Here's how I'd do it.
put_samples_in_plates = function(sample_list, nwells=96, direction="across")
{
if(!nwells %in% c(96, 384)){
stop("Invalid plate size")
}
nsamples = nrow(sample_list)
nplates = ceiling(nsamples/nwells);
if(nwells==96){
rows = LETTERS[1:8]
cols = 1:12
}else if(nwells==384){
rows = LETTERS[1:16]
cols = 1:24
}else{
stop("Unrecognized nwells")
}
nrows = length(rows)
ncols = length(cols)
if(tolower(direction)=="down"){
single_plate_df = data.frame(row = rep(rows, times=ncols),
col = rep(cols, each=nrows))
}else if(tolower(direction)=="across"){
single_plate_df = data.frame(row = rep(rows, each=ncols),
col = rep(cols, times=nrows))
}else{
stop("Unrecognized direction")
}
single_plate_df = transform(single_plate_df,
well = sprintf("%s%02d", row, col))
toobig_plate_df = cbind(data.frame(plate=rep(1:nplates, each=nwells)),
do.call("rbind", replicate(nplates,
single_plate_df,
simplify=FALSE)))
res = cbind(sample_list, toobig_plate_df[1:nsamples,])
return(res)}
# Quick test
a_sample_list = data.frame(x=1:386, y=rnorm(386))
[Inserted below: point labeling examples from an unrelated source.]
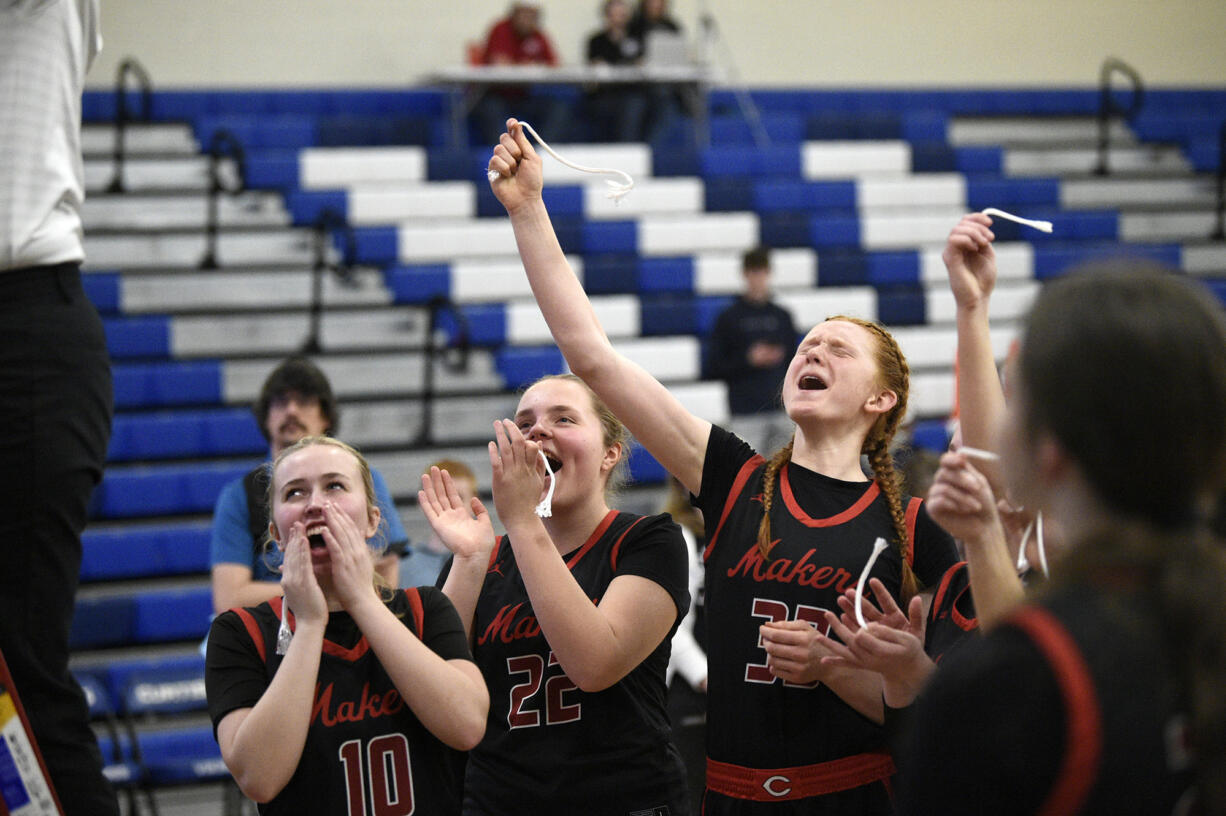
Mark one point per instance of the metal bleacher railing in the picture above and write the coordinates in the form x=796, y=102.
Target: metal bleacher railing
x=129, y=68
x=222, y=145
x=1108, y=108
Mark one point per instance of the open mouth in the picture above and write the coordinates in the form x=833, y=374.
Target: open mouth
x=813, y=382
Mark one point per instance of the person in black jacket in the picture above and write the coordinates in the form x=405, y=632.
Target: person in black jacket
x=749, y=349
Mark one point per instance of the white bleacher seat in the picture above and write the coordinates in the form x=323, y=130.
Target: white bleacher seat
x=184, y=211
x=139, y=139
x=1010, y=302
x=932, y=395
x=331, y=168
x=244, y=290
x=851, y=159
x=1205, y=259
x=179, y=174
x=921, y=190
x=1088, y=194
x=277, y=246
x=689, y=234
x=649, y=197
x=633, y=159
x=906, y=229
x=1014, y=130
x=1165, y=227
x=373, y=374
x=455, y=239
x=815, y=305
x=791, y=268
x=618, y=315
x=1084, y=161
x=392, y=205
x=503, y=278
x=668, y=359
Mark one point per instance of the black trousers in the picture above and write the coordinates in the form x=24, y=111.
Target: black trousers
x=55, y=409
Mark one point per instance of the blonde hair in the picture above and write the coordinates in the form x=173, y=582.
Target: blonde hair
x=893, y=374
x=612, y=431
x=368, y=485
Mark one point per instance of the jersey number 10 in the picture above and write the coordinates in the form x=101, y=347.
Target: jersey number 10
x=391, y=778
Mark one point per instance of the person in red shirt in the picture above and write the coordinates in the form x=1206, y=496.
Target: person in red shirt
x=519, y=39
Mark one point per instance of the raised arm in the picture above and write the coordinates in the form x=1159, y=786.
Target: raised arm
x=963, y=502
x=970, y=262
x=466, y=532
x=661, y=424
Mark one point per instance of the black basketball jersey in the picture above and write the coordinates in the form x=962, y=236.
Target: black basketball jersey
x=1069, y=706
x=824, y=532
x=551, y=748
x=365, y=750
x=951, y=615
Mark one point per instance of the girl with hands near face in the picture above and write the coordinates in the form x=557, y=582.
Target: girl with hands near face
x=357, y=712
x=570, y=616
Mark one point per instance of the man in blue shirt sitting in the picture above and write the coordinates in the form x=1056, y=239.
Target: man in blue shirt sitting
x=296, y=401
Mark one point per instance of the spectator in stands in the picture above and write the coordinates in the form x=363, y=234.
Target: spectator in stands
x=749, y=349
x=519, y=39
x=346, y=691
x=650, y=22
x=55, y=389
x=422, y=566
x=1102, y=694
x=619, y=109
x=294, y=402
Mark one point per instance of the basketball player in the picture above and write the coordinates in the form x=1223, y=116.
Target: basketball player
x=785, y=733
x=357, y=712
x=570, y=618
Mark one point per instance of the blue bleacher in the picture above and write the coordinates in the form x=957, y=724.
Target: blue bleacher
x=130, y=551
x=175, y=440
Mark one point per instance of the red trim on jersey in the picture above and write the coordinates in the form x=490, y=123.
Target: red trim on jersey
x=415, y=605
x=912, y=513
x=253, y=630
x=799, y=782
x=785, y=488
x=960, y=620
x=738, y=484
x=1083, y=741
x=620, y=538
x=591, y=540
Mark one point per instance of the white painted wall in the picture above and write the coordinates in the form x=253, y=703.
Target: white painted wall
x=836, y=43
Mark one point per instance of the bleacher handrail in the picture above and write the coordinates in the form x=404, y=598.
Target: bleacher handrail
x=129, y=66
x=1220, y=232
x=1108, y=108
x=438, y=306
x=327, y=223
x=222, y=145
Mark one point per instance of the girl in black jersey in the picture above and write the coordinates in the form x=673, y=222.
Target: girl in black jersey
x=570, y=616
x=1104, y=692
x=785, y=733
x=356, y=712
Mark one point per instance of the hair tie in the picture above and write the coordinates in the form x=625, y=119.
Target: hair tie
x=879, y=547
x=1041, y=226
x=546, y=507
x=618, y=189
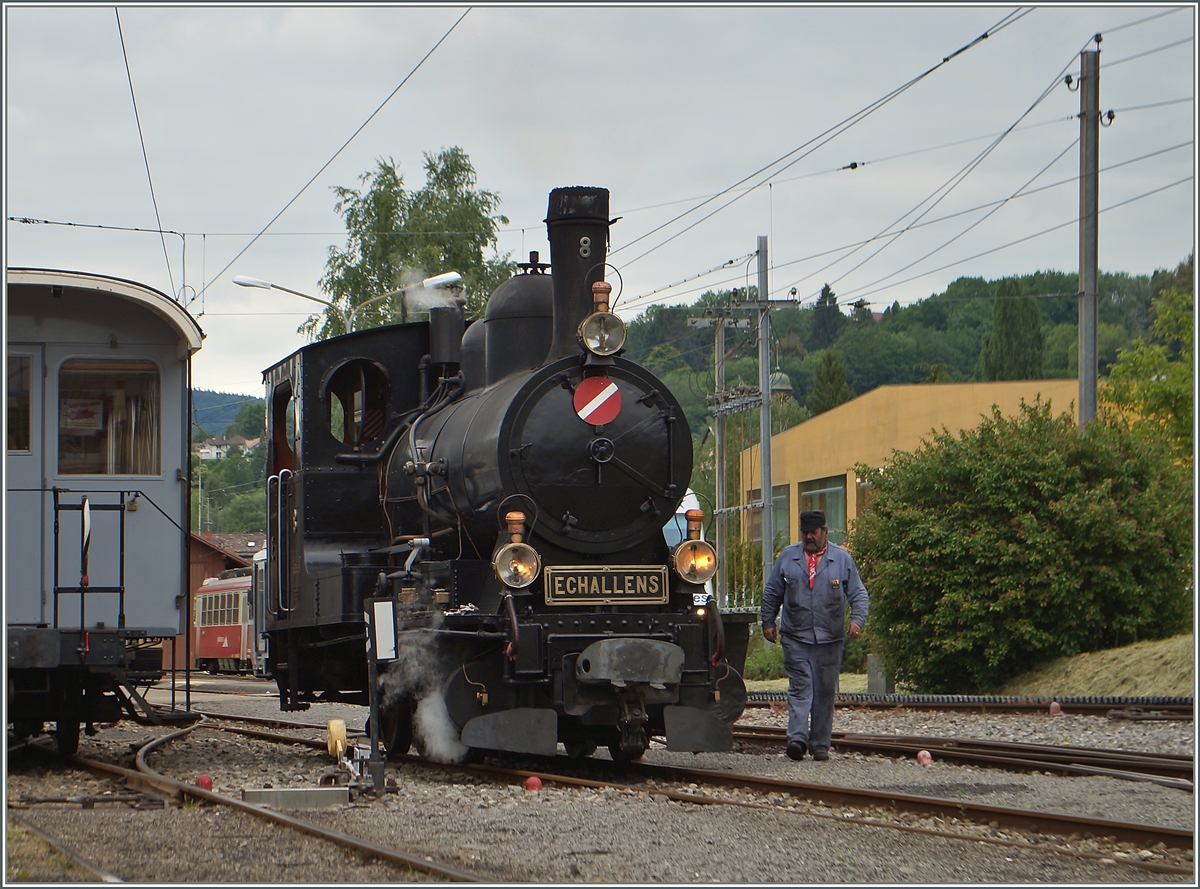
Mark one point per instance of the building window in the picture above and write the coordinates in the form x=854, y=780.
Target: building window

r.096.across = put_samples_in_plates(sample_list = a_sample_list,
nwells= 96,
direction="across")
r.096.down = put_samples_in_plates(sample_list = a_sample_list,
nwells= 96,
direction="down")
r.384.across = put_samples_in_plates(sample_list = a_sample_list,
nwells=384,
direction="across")
r.384.down = put_samples_in_plates(sample_list = a_sample_list,
nwells=384,
direction="down")
Two points worth noting in the function above:
the use of the times and each parameters within the rep function to differentiate "across" and "down" directions, and
the use of replicate to repeat the individual plate as many times as needed along with the use of a call to rbind from do.call.